Collateral Warranties

Briefly, under a collateral warranty a party involved in construction works typically warrants to a third-party beneficiary that it has fulfilled its obligations under its underlying building contract, subcontract or design appointment.

A question which then arises is whether a collateral warranty can constitute a "construction contract" under Section 104(1) of the Construction Act 1996 to allow a beneficiary to exercise the right to refer a dispute arising under the collateral warranty to adjudication. The key question for us, then, is what factors are relevant in determining whether a collateral warranty is a "construction contract"?

This was the issue before the Technology and Construction Court in Toppan Holdings Ltd and Abbey Healthcare (Mill Hill) Ltd v Simply Construct (UK) LLP:

The Facts

Certain construction defects were discovered in a care home after practical completion. The contractor who built this care home, Simply, was asked to rectify these defects but failed to do so. Toppan, the freeholder, and Abbey, the tenant, employed another contractor to remedy these defects.

In October 2020, four years after practical completion, a collateral warranty was executed between Simply, Toppan and Abbey. Toppan and Abbey both brought adjudication proceedings against Simply to recover losses sustained remedying the above defects, both of which were decided in Toppan and Abbey's favour. However, Simply resisted enforcement of this decision on the grounds that the adjudicator lacked jurisdiction, arguing the collateral warranty was not a construction contract.

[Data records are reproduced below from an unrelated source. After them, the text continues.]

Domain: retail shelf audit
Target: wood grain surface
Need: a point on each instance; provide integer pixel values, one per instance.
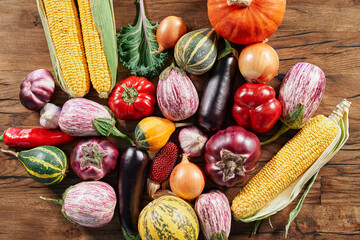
(324, 32)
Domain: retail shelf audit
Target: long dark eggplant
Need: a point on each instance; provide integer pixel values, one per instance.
(216, 95)
(133, 167)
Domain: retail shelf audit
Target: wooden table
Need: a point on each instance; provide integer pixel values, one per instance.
(325, 33)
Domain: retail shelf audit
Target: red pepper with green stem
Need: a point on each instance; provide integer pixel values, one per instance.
(35, 137)
(255, 107)
(133, 98)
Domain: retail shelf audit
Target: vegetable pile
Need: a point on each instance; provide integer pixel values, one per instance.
(227, 154)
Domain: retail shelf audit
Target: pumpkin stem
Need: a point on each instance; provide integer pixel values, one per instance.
(243, 3)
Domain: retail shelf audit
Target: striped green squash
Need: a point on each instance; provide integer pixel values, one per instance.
(195, 52)
(45, 164)
(168, 217)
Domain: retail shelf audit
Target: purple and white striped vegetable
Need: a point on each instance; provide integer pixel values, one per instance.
(300, 95)
(77, 116)
(93, 159)
(213, 211)
(89, 204)
(176, 94)
(36, 89)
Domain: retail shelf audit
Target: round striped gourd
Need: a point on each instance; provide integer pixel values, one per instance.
(45, 164)
(152, 133)
(195, 52)
(168, 217)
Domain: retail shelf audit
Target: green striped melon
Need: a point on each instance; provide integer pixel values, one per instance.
(195, 52)
(168, 217)
(45, 164)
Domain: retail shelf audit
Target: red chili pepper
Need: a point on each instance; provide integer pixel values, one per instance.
(35, 137)
(133, 98)
(255, 107)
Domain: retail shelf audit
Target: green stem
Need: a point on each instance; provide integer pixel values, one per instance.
(106, 127)
(129, 236)
(57, 201)
(284, 128)
(115, 132)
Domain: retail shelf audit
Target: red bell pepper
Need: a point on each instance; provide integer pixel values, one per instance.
(255, 107)
(133, 98)
(35, 137)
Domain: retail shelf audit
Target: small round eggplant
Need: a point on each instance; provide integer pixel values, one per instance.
(133, 167)
(213, 106)
(36, 89)
(230, 155)
(89, 204)
(94, 158)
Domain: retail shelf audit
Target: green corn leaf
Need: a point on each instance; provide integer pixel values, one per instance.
(297, 209)
(104, 18)
(136, 46)
(54, 59)
(292, 191)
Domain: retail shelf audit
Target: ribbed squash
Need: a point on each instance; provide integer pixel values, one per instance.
(166, 218)
(45, 164)
(195, 52)
(152, 133)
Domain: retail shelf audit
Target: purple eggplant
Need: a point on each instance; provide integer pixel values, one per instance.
(216, 95)
(133, 167)
(89, 204)
(93, 159)
(213, 211)
(230, 155)
(36, 89)
(300, 95)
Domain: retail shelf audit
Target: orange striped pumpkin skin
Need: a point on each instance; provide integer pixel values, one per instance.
(152, 133)
(196, 52)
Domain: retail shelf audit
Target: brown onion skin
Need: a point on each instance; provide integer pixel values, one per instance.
(169, 31)
(187, 180)
(258, 63)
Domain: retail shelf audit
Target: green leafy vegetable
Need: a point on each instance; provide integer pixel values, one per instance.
(136, 46)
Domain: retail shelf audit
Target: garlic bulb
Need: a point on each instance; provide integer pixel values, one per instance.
(192, 140)
(49, 116)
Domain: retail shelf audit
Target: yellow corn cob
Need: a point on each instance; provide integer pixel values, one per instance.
(100, 75)
(65, 33)
(286, 166)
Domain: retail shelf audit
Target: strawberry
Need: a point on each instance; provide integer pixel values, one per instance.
(163, 163)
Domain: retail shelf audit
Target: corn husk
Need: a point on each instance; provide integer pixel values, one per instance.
(104, 18)
(291, 192)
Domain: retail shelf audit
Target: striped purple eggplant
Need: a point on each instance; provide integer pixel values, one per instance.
(213, 211)
(300, 95)
(176, 94)
(89, 204)
(77, 115)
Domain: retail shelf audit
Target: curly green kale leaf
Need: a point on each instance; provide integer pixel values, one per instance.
(136, 47)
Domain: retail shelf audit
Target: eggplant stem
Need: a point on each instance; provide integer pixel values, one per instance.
(52, 200)
(183, 124)
(284, 128)
(116, 132)
(9, 152)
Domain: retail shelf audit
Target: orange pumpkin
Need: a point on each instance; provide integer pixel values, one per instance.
(246, 21)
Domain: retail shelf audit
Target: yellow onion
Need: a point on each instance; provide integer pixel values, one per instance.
(258, 63)
(187, 180)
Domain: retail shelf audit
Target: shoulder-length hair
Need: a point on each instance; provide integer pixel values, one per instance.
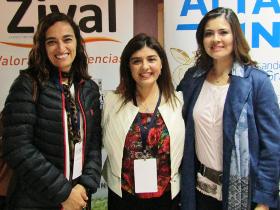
(38, 60)
(127, 86)
(240, 46)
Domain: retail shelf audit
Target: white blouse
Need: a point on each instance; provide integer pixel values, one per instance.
(208, 120)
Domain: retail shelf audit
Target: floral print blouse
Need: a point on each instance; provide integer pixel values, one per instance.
(158, 146)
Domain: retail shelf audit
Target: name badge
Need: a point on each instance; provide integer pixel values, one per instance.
(78, 160)
(145, 175)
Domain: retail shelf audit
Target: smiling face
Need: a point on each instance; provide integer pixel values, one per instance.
(218, 39)
(145, 65)
(61, 45)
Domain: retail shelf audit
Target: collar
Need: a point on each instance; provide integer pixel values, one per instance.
(237, 70)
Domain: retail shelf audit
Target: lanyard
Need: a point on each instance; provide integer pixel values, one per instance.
(144, 130)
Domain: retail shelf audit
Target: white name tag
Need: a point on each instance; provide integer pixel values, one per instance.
(145, 175)
(78, 160)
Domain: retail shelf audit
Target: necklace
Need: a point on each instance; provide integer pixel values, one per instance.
(147, 105)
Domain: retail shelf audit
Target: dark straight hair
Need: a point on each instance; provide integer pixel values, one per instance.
(240, 46)
(127, 86)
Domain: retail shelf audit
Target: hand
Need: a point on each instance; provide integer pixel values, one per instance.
(262, 207)
(75, 201)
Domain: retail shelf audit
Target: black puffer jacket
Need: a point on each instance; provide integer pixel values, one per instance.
(34, 142)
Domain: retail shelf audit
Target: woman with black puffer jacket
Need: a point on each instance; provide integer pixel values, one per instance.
(53, 143)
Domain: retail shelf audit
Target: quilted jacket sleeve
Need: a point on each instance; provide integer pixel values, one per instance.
(33, 169)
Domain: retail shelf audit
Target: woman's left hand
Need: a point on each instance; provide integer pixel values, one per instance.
(262, 207)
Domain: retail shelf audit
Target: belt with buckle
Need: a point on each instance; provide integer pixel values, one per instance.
(211, 174)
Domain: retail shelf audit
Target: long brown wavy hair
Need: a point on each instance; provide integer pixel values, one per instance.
(127, 86)
(38, 61)
(240, 46)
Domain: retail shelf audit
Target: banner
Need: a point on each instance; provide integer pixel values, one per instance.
(106, 26)
(260, 22)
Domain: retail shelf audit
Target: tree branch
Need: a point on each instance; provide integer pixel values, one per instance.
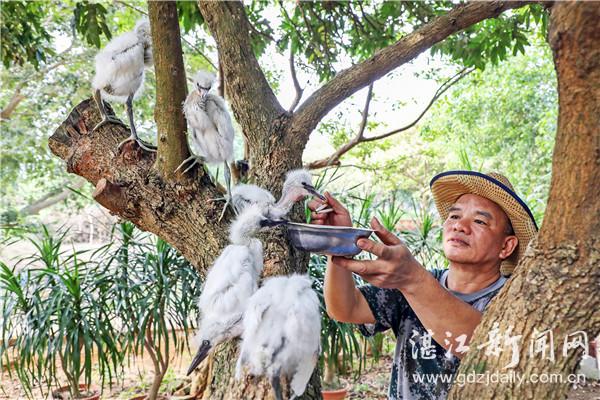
(171, 87)
(347, 82)
(192, 46)
(297, 87)
(254, 104)
(334, 159)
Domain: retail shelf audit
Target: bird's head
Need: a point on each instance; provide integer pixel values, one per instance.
(142, 30)
(298, 185)
(203, 82)
(243, 195)
(251, 220)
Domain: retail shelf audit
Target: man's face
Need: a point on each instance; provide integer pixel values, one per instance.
(476, 232)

Toppan and Abbey subsequently sought to enforce the adjudicator's decisions in this action.

The Decision

The question of whether the collateral warranty could fall within the definition of a "construction contract" had previously been considered in Parkwood Leisure Ltd v Laing O’Rourke Wales and West Limited [2013] EWHC 2665 (TCC).

In Parkwood, it was concluded that the collateral warranty in that case was a construction contract, but it was stressed that not all collateral warranties would necessarily be construction contracts. Indeed, this question had to be considered in light of the wording and the relevant factual background of the collateral warranty. Akenhead J considered specifically the wording "warrants, acknowledges and undertakes" in the warranty, finding that the use of these three verbs meant the collateral warranty was for work both in the past and in the future. Indeed, looking at the factual background of the collateral warranty, Akenhead J stated that "a pointer against [a collateral warranty being a construction contract] may be that all the works were completed and that the contractor is simply warrantying a past state of affairs as reaching a certain level, quality or standard."

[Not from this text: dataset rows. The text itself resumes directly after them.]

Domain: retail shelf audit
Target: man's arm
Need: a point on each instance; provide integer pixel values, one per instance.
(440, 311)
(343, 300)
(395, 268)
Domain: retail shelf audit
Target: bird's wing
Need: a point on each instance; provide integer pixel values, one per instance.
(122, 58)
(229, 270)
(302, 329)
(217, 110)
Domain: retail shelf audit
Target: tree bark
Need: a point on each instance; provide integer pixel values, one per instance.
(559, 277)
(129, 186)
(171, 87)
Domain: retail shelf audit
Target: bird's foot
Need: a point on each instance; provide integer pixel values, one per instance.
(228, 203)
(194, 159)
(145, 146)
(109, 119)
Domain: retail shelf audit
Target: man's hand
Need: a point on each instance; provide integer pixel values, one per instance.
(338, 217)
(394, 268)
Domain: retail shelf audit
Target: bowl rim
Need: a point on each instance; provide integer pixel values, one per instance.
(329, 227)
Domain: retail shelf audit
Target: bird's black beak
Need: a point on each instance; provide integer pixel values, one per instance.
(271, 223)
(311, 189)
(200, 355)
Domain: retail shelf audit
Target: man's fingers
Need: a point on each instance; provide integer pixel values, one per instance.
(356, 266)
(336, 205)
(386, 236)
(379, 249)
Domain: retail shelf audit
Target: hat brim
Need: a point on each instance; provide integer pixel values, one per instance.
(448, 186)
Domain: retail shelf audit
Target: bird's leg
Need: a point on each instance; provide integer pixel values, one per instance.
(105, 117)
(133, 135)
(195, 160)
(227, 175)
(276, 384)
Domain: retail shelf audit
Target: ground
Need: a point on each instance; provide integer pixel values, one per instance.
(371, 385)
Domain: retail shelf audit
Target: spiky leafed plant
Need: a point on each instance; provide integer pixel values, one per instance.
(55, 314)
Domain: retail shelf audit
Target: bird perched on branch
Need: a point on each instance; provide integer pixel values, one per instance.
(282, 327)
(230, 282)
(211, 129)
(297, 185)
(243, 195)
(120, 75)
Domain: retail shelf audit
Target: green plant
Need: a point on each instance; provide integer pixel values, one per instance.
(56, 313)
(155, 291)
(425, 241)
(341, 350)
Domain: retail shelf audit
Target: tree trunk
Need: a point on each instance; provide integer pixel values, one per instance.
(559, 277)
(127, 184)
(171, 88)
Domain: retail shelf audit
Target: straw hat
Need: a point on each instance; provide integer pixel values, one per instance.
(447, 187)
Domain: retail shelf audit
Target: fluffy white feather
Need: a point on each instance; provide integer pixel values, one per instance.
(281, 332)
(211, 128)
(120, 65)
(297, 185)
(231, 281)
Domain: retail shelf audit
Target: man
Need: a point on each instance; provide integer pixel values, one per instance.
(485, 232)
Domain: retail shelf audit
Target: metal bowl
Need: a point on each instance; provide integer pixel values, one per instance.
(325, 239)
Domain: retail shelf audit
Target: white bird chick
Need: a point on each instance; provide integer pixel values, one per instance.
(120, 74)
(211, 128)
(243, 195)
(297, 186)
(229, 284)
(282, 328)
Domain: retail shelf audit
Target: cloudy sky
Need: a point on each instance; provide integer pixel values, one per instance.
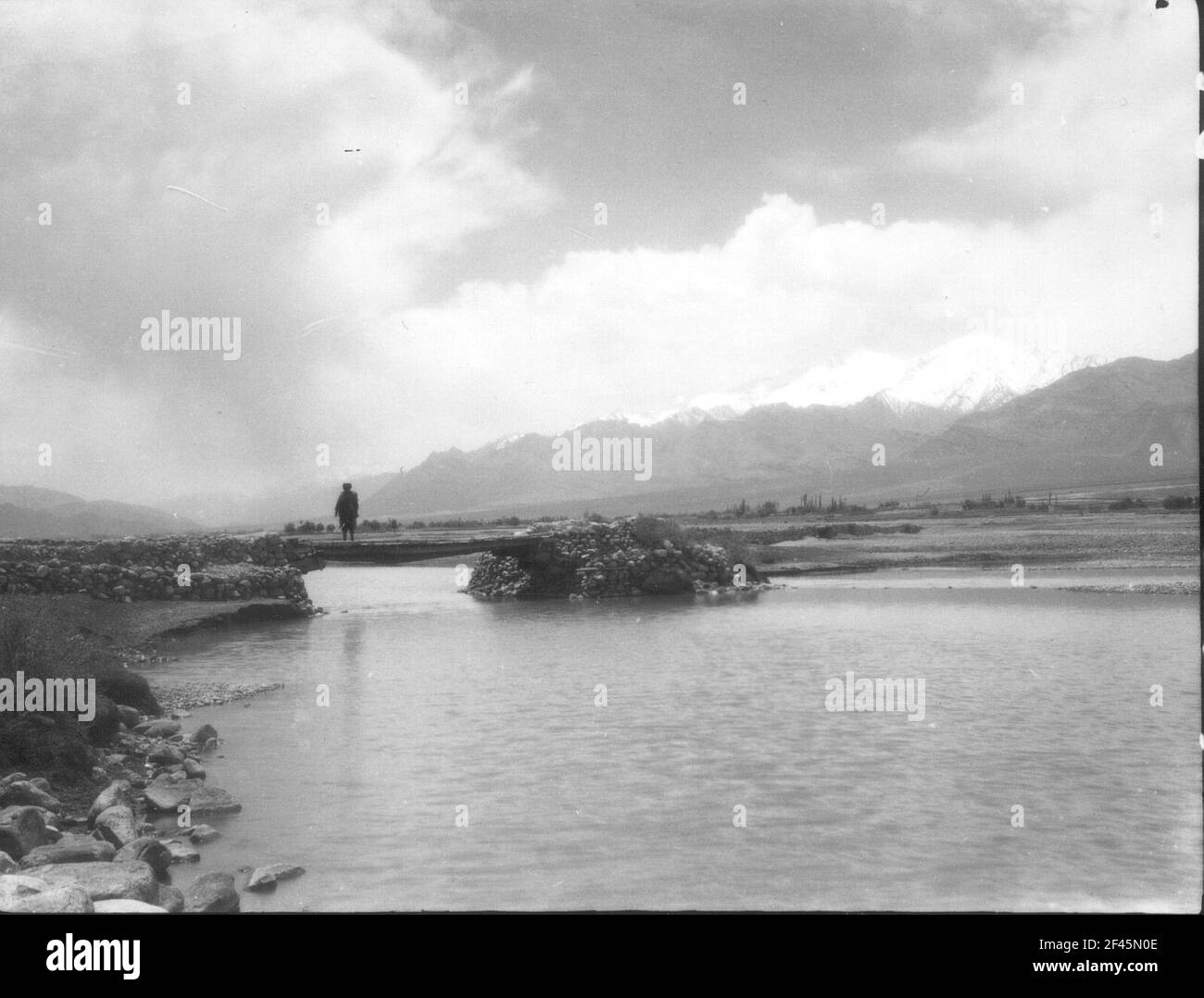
(440, 223)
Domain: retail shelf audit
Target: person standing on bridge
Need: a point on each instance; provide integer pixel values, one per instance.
(347, 509)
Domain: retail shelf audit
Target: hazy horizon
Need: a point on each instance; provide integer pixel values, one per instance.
(438, 224)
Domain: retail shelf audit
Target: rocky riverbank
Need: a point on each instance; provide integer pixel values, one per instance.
(216, 568)
(73, 853)
(630, 556)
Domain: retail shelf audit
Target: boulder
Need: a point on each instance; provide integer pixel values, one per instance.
(264, 878)
(171, 898)
(70, 849)
(149, 850)
(27, 792)
(182, 853)
(20, 830)
(204, 833)
(212, 800)
(165, 796)
(165, 754)
(67, 900)
(212, 892)
(117, 792)
(128, 906)
(133, 880)
(160, 729)
(116, 825)
(16, 886)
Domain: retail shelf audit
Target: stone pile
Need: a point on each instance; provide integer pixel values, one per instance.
(112, 858)
(597, 560)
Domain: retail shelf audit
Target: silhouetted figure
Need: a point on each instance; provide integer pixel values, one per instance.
(347, 509)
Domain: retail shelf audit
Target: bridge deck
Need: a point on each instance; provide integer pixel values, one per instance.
(402, 552)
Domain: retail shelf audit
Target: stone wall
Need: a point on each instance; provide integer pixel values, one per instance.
(219, 568)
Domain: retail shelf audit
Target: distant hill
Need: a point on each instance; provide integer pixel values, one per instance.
(1091, 426)
(29, 512)
(311, 501)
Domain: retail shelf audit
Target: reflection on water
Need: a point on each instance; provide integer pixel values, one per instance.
(444, 705)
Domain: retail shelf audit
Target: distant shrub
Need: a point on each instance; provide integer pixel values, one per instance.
(1128, 502)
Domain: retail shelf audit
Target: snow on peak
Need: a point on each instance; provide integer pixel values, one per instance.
(978, 372)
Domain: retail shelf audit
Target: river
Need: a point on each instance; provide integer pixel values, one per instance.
(566, 755)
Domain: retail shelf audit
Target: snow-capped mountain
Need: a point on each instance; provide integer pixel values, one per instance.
(978, 372)
(972, 373)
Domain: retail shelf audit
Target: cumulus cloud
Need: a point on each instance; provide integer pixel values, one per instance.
(345, 343)
(335, 170)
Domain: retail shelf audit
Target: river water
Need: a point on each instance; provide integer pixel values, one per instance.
(466, 758)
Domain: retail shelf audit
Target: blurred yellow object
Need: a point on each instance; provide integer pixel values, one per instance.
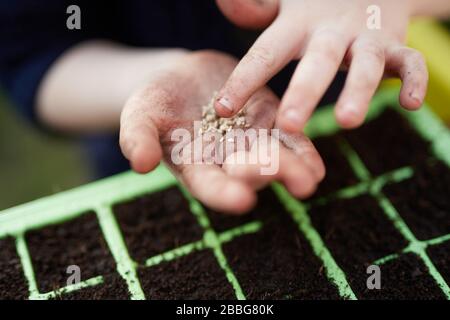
(433, 40)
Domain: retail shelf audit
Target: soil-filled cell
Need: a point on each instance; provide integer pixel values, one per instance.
(76, 242)
(195, 276)
(278, 263)
(387, 143)
(357, 233)
(424, 200)
(405, 278)
(440, 256)
(155, 223)
(13, 285)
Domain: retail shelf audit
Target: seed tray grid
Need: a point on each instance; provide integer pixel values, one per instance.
(101, 196)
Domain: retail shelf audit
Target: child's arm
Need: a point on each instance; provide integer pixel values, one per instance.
(96, 85)
(328, 35)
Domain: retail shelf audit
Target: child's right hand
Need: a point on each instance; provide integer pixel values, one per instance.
(174, 100)
(324, 35)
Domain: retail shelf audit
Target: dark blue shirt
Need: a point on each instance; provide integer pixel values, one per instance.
(34, 33)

Consequently, in Toppan, the collateral warranty was considered in light of its factual background and wording, as per Parkwood. While Simply had warranted that it "has performed and will continue to perform diligently its obligations under the Contract" and the judge did consider this referred to both the past and future, the judge ultimately placed more weight on the factual background of the collateral warranty.

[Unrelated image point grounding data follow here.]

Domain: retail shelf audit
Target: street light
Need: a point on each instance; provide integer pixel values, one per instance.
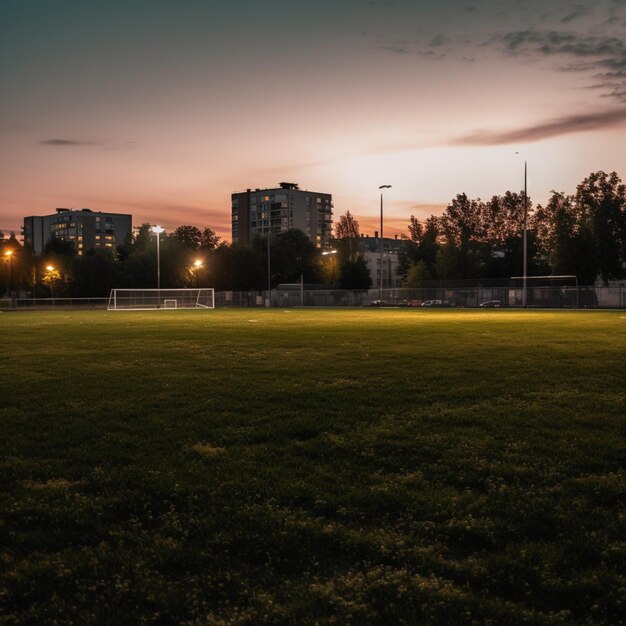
(197, 265)
(331, 253)
(268, 302)
(525, 260)
(380, 300)
(51, 271)
(157, 230)
(9, 255)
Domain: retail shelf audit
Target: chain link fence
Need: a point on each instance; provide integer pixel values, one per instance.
(431, 297)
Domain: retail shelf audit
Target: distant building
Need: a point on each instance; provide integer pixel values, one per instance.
(84, 228)
(387, 258)
(259, 211)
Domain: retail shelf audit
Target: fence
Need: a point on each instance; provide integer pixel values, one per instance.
(465, 297)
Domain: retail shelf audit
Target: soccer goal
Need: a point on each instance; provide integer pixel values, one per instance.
(152, 299)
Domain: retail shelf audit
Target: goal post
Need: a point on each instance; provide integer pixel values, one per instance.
(153, 299)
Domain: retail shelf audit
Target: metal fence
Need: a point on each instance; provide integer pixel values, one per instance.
(452, 297)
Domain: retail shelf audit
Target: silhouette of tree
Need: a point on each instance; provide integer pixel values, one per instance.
(209, 239)
(601, 199)
(355, 275)
(347, 239)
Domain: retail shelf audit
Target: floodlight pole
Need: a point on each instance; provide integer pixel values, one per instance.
(9, 255)
(157, 230)
(525, 273)
(380, 293)
(269, 271)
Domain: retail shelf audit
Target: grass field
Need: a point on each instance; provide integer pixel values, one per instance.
(293, 467)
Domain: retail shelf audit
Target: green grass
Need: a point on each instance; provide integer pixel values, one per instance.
(294, 467)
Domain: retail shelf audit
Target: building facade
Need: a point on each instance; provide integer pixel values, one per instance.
(382, 261)
(83, 228)
(263, 211)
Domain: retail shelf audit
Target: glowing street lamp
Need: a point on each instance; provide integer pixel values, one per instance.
(525, 261)
(51, 272)
(381, 242)
(157, 230)
(9, 255)
(197, 265)
(331, 253)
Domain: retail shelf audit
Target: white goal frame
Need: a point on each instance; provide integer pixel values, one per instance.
(157, 299)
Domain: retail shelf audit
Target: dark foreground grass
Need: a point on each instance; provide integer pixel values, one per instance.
(294, 467)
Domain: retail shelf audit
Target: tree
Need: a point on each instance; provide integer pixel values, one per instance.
(347, 238)
(209, 239)
(463, 229)
(294, 255)
(601, 201)
(565, 237)
(94, 274)
(355, 275)
(416, 275)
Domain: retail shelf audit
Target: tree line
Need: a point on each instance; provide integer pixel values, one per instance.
(582, 234)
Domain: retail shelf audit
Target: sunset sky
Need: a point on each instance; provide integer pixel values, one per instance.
(163, 108)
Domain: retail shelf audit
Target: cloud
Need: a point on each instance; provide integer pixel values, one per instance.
(602, 57)
(75, 142)
(66, 142)
(553, 128)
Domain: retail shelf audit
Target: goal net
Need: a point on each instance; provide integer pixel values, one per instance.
(151, 299)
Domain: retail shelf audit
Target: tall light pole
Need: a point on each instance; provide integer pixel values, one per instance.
(331, 253)
(51, 270)
(9, 255)
(380, 295)
(197, 265)
(525, 274)
(268, 302)
(157, 230)
(525, 240)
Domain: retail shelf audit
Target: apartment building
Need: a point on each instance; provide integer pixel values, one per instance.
(276, 210)
(84, 228)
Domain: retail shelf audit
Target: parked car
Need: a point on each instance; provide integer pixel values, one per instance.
(433, 303)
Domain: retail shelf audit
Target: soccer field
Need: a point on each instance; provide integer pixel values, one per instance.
(302, 466)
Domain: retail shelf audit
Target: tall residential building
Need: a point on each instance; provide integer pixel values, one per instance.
(259, 211)
(84, 228)
(382, 263)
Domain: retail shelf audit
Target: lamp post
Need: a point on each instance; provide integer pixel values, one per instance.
(9, 255)
(51, 270)
(268, 302)
(197, 265)
(525, 274)
(525, 239)
(331, 253)
(157, 230)
(380, 296)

The judge noted this factual background was that the collateral warranty was being executed four years after practical completion of the works, and eight months after the remedial works had been carried out by another contractor. The judge ultimately considered that, in these circumstances, the collateral warranty could not be construed as a "construction contract" for the purposes of the Construction Act 1996.

Permission to Appeal

But, the Court of Appeal has recently granted permission to appeal this decision given the wider public importance for the sector in obtaining certainty as to whether collateral warranties are to be treated as construction contracts or not.


While the first instance judgment in Toppan did confirm that a collateral warranty could be a construction contract for the purposes of the Construction Act 1996, it did so by creating a two tier system. It effectively suggested the separation of those collateral warranties executed before completion of the project, which would be deemed "construction contracts" and could proceed to adjudication, from those collateral warranties executed after practical completion, which would not be "construction contracts" and could not be the subject of adjudication. This has created what might be thought to be an unsatisfactory position where collateral warranties in very similar terms might be construed differently on account only of their timing.

It will be interesting to see how the case is dealt with on appeal. We will remain alert to the developments in this case and will post an update in due course.